Run your article through the Hemingway App. Anything you’ve missed that is a run-on, unclear or open to misinterpretation is highlighted for easy editing.
Notice any vague language after your read through? Take your vague statement and make it specific, or add an additional line to clarify a concept you are trying to get across.
Original: The best burgers start with the best ingredients.
Better: The best burgers start with the best ingredients, which is why we only use locally sourced products for all of our burgers.
Best: Our burgers start with only locally sourced products, guaranteeing freshness for our customers.

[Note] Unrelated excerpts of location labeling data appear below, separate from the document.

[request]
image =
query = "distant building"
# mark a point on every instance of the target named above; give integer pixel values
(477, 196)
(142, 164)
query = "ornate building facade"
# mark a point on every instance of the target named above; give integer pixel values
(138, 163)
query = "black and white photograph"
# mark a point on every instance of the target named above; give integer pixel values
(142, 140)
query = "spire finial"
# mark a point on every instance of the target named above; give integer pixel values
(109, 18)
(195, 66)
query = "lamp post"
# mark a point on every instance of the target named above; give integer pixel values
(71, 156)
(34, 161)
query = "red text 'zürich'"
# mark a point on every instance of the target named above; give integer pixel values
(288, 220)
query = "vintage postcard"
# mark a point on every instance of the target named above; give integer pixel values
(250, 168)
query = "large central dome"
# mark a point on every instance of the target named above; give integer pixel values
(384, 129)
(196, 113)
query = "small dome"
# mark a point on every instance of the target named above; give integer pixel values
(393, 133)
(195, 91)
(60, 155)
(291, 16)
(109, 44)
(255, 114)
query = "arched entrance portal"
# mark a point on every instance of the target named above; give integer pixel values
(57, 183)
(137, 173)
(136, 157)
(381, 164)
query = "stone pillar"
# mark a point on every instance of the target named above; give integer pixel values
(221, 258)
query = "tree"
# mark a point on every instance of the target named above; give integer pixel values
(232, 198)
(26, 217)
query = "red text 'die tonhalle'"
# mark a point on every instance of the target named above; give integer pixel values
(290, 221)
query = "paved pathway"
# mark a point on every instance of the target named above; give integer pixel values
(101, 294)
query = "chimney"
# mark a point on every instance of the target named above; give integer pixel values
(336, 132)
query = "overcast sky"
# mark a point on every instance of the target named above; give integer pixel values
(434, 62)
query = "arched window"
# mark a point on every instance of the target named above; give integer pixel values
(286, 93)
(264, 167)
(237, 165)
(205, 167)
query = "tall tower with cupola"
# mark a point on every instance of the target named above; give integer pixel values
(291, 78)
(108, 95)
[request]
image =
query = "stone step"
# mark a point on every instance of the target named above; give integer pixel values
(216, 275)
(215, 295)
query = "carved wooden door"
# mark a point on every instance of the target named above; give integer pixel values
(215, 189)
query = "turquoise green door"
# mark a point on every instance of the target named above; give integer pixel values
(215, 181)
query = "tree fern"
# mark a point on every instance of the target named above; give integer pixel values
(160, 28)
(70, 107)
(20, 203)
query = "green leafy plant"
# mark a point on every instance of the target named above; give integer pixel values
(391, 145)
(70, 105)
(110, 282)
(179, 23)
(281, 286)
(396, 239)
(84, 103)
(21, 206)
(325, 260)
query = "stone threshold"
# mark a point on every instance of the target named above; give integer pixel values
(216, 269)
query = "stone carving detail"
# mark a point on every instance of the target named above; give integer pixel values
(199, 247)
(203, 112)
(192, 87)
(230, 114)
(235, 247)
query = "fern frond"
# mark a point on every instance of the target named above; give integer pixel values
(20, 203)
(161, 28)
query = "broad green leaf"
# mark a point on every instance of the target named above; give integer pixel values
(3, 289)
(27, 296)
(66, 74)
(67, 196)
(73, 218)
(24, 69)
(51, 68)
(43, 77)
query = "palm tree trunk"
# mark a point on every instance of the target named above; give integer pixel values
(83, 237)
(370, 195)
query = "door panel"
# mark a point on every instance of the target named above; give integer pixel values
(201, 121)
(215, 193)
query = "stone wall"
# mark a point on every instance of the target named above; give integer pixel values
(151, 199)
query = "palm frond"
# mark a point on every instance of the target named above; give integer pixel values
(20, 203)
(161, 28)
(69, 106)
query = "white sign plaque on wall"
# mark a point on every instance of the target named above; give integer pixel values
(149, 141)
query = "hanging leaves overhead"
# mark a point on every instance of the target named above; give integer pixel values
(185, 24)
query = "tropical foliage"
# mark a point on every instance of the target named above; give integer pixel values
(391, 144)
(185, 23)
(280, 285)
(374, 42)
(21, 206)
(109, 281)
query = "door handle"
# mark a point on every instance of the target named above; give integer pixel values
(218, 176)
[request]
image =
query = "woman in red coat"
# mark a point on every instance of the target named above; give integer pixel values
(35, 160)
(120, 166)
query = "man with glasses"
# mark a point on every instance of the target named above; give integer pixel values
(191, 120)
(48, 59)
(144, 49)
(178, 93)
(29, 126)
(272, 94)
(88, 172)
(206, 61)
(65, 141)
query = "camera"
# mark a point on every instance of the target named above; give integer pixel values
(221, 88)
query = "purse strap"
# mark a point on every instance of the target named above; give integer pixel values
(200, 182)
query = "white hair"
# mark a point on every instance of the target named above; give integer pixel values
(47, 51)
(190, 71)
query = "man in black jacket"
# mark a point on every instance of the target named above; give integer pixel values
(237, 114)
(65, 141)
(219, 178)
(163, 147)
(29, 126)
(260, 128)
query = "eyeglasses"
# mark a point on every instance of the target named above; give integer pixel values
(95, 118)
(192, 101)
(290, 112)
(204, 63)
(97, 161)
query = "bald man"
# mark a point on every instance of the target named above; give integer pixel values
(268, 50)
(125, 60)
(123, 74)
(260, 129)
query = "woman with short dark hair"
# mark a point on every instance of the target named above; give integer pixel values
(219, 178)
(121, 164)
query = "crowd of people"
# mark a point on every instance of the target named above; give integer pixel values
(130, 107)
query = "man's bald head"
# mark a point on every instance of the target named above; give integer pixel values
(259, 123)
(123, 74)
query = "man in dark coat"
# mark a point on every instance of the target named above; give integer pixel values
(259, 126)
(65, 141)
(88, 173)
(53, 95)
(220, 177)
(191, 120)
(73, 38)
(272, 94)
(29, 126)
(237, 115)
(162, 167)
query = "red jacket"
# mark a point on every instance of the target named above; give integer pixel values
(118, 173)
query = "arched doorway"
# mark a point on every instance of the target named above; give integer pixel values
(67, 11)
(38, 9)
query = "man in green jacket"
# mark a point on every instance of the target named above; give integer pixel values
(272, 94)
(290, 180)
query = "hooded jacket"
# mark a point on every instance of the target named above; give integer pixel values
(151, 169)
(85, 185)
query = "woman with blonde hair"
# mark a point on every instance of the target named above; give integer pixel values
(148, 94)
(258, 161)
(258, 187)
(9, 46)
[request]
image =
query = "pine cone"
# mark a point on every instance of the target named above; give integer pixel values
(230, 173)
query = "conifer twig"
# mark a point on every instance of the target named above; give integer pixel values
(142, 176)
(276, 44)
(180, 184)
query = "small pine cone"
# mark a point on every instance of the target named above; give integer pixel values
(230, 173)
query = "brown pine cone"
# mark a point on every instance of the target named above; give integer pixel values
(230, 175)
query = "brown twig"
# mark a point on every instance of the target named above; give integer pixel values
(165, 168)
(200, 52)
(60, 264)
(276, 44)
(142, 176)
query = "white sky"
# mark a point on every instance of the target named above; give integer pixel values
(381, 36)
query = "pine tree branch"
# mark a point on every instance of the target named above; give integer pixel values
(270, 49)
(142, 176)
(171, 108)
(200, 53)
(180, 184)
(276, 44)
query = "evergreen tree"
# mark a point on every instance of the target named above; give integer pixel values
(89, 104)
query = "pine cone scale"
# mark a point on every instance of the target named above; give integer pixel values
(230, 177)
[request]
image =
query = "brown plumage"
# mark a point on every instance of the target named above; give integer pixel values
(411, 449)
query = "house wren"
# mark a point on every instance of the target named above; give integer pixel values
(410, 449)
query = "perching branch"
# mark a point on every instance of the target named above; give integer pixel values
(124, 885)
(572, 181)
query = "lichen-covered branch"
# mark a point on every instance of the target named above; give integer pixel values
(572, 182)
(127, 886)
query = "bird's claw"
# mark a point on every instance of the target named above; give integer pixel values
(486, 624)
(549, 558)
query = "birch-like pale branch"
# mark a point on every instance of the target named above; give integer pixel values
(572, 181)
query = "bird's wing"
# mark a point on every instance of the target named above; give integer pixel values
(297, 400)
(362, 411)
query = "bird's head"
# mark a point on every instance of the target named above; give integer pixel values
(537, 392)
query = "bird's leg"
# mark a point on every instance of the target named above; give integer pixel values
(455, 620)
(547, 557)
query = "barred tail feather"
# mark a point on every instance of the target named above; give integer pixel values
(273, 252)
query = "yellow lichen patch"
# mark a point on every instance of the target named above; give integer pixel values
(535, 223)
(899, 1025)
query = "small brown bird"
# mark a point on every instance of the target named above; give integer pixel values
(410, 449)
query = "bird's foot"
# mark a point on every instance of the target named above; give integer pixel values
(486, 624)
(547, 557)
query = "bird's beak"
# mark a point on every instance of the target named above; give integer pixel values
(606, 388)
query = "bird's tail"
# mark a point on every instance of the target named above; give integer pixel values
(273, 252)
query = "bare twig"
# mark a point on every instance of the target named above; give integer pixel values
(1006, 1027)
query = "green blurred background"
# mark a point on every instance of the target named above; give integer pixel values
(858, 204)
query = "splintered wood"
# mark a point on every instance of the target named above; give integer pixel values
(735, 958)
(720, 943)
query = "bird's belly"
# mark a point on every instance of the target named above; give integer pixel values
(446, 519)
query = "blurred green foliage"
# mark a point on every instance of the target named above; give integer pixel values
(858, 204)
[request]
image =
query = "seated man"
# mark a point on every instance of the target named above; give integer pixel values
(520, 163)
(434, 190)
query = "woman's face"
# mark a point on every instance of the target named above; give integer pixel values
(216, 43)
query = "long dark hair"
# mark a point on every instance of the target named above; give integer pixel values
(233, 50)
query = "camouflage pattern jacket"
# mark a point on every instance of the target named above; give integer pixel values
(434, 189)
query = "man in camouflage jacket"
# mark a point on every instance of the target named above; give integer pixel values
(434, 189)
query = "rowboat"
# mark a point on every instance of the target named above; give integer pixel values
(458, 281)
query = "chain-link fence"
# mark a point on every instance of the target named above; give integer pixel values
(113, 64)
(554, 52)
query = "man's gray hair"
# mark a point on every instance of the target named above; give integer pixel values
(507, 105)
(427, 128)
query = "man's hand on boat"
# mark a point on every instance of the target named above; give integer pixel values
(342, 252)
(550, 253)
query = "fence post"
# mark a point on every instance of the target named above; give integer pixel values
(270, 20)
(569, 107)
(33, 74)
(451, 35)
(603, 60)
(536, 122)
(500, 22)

“Best” is vague and does not call attention to the benefit of your company being the “best.” Call attention the benefit because people respond more to benefits than features.
Call to action
Leaving out a call to action at the end of your article is a missed opportunity. Be clear about what you want your article to achieve and craft a matching call to action. If you want the reader to purchase a burger, complete your article with a promise. If you want them to subscribe to your blog, ask them to subscribe.
Choose your call to action with care, make it specific and make sure it makes customers and potential customers want to act.
By following this easy to follow process, you have now written your latest piece of amazing content. Before publishing, remember to add your visuals to increase the likelihood of sharing your content. Let your content dictate what type of visual to add, from infographic to example photos to demonstrate your point. Keep up the great work and keep delivering for your customers.